DETAILED DESCRIPTION OF THE INVENTION
[0045] The instant invention is based, at least in part, on the
discovery that Nrf2 is a global regulator of cancer. Moreover, the
instant inventors have discovered that increased NRF2 function in
cancer cells promotes tumorigenicity and contributes to subjects
becoming resistant to chemotherapeutics and radiation treatment.

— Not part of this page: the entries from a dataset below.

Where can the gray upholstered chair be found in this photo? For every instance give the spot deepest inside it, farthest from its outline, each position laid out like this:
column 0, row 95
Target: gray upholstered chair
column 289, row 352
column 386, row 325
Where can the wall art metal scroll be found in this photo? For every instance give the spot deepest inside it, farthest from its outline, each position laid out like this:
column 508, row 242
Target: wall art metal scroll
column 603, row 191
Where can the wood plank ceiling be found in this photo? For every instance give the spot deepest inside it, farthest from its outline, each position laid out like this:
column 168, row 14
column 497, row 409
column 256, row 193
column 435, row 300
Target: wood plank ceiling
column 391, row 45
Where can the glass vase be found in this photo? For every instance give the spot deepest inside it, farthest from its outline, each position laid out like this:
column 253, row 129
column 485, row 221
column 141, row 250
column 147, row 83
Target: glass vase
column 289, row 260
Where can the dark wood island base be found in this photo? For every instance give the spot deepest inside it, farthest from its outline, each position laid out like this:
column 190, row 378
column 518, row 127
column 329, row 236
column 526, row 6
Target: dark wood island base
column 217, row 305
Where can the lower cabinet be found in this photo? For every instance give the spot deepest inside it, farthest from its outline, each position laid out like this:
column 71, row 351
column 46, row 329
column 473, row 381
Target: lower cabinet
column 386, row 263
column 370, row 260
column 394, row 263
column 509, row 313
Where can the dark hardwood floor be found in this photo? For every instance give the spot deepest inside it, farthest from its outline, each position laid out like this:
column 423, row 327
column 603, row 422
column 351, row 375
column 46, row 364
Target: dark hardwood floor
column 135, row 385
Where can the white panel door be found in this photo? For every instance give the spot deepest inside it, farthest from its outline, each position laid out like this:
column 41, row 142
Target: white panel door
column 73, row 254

The inventors also provide methods for identifying compounds that
inhibit Nrf2 and methods of treating subjects having cell
proliferative disorders. Moreover, the inventors have discovered
that mutations in KEAP1, a constitutive suppressor of Nrf2
activity, are indicative of subjects becoming resistant to
chemotherapeutic or radiation treatment
[0046] The instant invention is directed to methods and
compositions for treating cell proliferative disorders, e.g.,
cancer. In certain embodiments, the cancer may originate in the
bladder, blood, bone, bone marrow, brain, breast, colon, esophagus,
gastrointestine, gum, head, kidney, liver, lung, nasopharynx, neck,
ovary, prostate, skin, stomach, testis, tongue, or uterus. In
certain embodiments, the cancer is human cancer.
[0047] The instant invention provides methods for screening of Nrf2
inhibitors.
Screening Assays
[0048] The invention provides a method (also referred to herein as
a "screening assay") for identifying modulators, i.e., candidate or
test compounds or agents (e.g., peptides, peptidomimetics, nucleic
acids, siRNAs, shRNAs, microRNAs, small molecules, or other drugs)
that bind to Nrf2 proteins or have an inhibitory effect on, for
example, Nrf2 expression or Nrf2 activity.
[0049] The test compounds, also referred to herein as "candidate
inhibitor" of the present invention can be obtained using any of
the numerous approaches in combinatorial library methods known in
the art, including biological libraries, spatially addressable
parallel solid phase or solution phase libraries, synthetic library
methods requiring deconvolution, the "one-bead one-compound"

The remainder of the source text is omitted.